Never mind the supper, come and help me." And it seemed in this moment
of tumult, that Susan ceased to be a woman to be cared for and
protected and became his equal, fighting with him against the forces of
the primitive world. The traditions of her helplessness were stripped
from her, and he called her to his aid as the cave man called his woman
when the storm fell on their bivouac. They seized on the leaping canvas, he feeling in the water for the tent
pegs, she snatching at the ropes. He tried to direct her, shouting
orders, which were beaten down in the stuttering explosion of the
thunder. Once a furious gust sent her against him. The wind wrapped
her damp skirts round him and he felt her body soft and pliable. The
grasp of her hands was tight on his arms and close to his ear he heard
her laughing. For a second the quick pulse of the lightning showed her
to him, her hair glued to her cheeks, her wet bodice like a thin web
molding her shoulders, and as the darkness shut her out he again heard
her laughter broken by panting breaths. "Isn't it glorious," she cried, struggling away from him. "That nearly
took me off my feet. My skirts are all twined round you." They got the tent down, writhing and leaping like a live thing frantic
to escape. Conquered, a soaked mass on the ground, he pulled the
bedding from beneath it and she grasped the blankets in her arms and
ran for the wagon. She went against the rain, leaning forward on it,
her skirts torn back and whipped up by the wind into curling eddies.
Her head, the hair pressed flat to it, was sleek and wet as a seal's,
and as she ran she turned and looked at him over her shoulder, a wild,
radiant look that he never forgot.
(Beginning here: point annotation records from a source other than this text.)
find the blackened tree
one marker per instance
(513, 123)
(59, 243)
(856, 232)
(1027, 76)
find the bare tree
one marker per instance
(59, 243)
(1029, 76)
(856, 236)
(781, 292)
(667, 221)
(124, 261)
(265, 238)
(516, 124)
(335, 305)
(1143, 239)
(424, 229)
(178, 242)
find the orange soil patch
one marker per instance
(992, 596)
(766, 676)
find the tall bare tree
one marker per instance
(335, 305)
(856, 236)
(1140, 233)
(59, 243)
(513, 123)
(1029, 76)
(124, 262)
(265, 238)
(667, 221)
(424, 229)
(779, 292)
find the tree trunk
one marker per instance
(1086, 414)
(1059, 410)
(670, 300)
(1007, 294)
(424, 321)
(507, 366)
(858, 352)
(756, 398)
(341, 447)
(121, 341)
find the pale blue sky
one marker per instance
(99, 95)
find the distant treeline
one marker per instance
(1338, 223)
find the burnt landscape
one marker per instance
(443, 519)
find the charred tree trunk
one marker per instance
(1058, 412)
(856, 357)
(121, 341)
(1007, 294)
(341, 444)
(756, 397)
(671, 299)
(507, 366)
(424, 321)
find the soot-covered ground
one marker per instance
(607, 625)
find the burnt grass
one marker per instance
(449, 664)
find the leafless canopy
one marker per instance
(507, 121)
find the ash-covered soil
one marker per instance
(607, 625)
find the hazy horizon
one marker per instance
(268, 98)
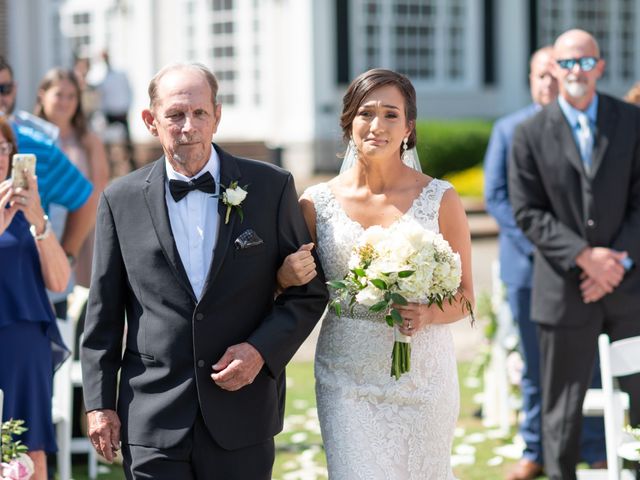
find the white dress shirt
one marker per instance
(194, 223)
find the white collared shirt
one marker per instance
(194, 223)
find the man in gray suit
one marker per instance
(574, 182)
(188, 247)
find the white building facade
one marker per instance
(283, 65)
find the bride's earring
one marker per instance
(404, 149)
(354, 150)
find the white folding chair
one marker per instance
(61, 412)
(617, 359)
(77, 302)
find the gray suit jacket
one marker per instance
(161, 378)
(562, 209)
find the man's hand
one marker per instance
(591, 290)
(104, 432)
(602, 265)
(299, 268)
(238, 367)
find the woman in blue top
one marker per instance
(30, 260)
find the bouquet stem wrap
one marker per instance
(401, 353)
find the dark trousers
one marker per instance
(199, 457)
(567, 358)
(592, 445)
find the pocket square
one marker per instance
(247, 239)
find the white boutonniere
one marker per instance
(232, 197)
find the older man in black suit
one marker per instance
(574, 181)
(200, 392)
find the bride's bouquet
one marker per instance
(15, 463)
(394, 266)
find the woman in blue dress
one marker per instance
(31, 348)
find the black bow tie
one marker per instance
(204, 183)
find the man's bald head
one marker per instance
(543, 85)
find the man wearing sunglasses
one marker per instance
(516, 271)
(59, 181)
(574, 183)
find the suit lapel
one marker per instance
(606, 127)
(563, 135)
(154, 195)
(229, 172)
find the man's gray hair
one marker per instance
(198, 67)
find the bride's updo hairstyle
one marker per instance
(366, 83)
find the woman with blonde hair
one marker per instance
(59, 103)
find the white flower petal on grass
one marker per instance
(464, 449)
(290, 465)
(476, 438)
(496, 433)
(472, 382)
(462, 460)
(510, 451)
(300, 404)
(299, 437)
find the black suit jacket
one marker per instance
(562, 209)
(172, 339)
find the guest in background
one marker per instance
(574, 184)
(633, 95)
(115, 102)
(31, 260)
(74, 193)
(516, 270)
(59, 102)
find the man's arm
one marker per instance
(496, 191)
(101, 350)
(295, 312)
(558, 243)
(297, 309)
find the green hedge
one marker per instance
(447, 146)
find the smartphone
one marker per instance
(20, 163)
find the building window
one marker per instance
(426, 40)
(222, 49)
(611, 23)
(80, 33)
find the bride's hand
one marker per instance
(415, 316)
(299, 268)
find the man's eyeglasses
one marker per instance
(6, 88)
(6, 148)
(586, 63)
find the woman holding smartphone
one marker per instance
(30, 260)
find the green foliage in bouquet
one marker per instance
(12, 449)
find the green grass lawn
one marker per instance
(299, 446)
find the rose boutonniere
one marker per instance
(232, 197)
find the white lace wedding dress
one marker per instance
(373, 426)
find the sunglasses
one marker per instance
(6, 88)
(586, 63)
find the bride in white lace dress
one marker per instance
(373, 426)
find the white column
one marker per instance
(511, 44)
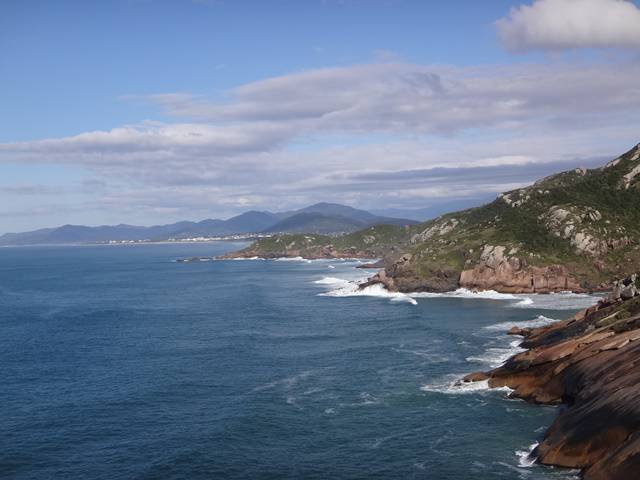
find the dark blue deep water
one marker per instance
(118, 363)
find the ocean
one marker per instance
(120, 363)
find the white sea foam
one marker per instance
(351, 289)
(552, 301)
(465, 293)
(245, 258)
(525, 457)
(457, 387)
(539, 321)
(557, 301)
(292, 259)
(496, 356)
(332, 281)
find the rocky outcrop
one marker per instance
(402, 276)
(589, 363)
(499, 271)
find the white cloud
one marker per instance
(394, 134)
(569, 24)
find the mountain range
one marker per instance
(576, 230)
(321, 218)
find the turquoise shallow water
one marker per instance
(118, 362)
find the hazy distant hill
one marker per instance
(575, 230)
(319, 218)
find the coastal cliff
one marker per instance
(575, 230)
(589, 364)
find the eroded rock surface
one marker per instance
(591, 364)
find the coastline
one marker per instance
(586, 364)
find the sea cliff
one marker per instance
(576, 231)
(589, 364)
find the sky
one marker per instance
(154, 111)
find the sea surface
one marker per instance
(116, 362)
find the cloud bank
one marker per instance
(570, 24)
(375, 135)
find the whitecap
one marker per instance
(497, 356)
(557, 301)
(332, 281)
(351, 289)
(525, 457)
(539, 321)
(458, 387)
(466, 293)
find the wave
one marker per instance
(332, 281)
(291, 259)
(351, 289)
(466, 293)
(457, 387)
(526, 459)
(557, 301)
(551, 301)
(245, 258)
(539, 321)
(497, 356)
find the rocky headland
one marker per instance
(573, 231)
(589, 364)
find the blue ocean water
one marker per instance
(118, 363)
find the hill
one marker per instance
(575, 230)
(325, 218)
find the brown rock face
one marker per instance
(510, 274)
(590, 363)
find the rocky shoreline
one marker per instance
(589, 364)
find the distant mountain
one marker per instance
(327, 218)
(577, 230)
(313, 222)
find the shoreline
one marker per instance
(587, 365)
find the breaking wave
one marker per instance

They sat in the wagon and watched the storm. Soaked and tired they
curled up by the rear opening while the rain threshed against the
canvas and driblets of water came running down the sides. The noise
made talking difficult and they drew close together exclaiming as the
livid lightning saturated the scene, and holding their breaths when the
thunder broke and split its furious way over their heads. They watched
it, conscious each in the other of an increased comforting
friendliness, a gracious reassurance where Nature's transports made man
seem so small.
CHAPTER VII The Vermilion was swollen. With a bluff on one side and a wide bottom
on the other it ran a prosperous, busy stream, brown and ripple-ridged.
The trail lay like a line of tape along the high land, then down the
slope, and across the bottom to the river. Here it seemed to slip
under the current and come up on the other side where it climbed a
steep bank, and thence went on, thin and pale, rising and dropping to
the ridges till the tape became a thread. They had been waiting a day for the water to fall. Camped in the
bottom under a scattering of trees with the animals grazing on the
juicy river grass and the song of the stream in their ears, it had been
a welcome break in the monotony of the march. There was always a
choice of occupation in these breathing spells. On the first afternoon
everybody had sat on the grass at the tent doors mending. To-day the
men had revolted and wandered off but Susan continued industriously
intent over patches and darns. She sat on a log, her spools and
scissors beside her, billows of homespun and calico about her feet.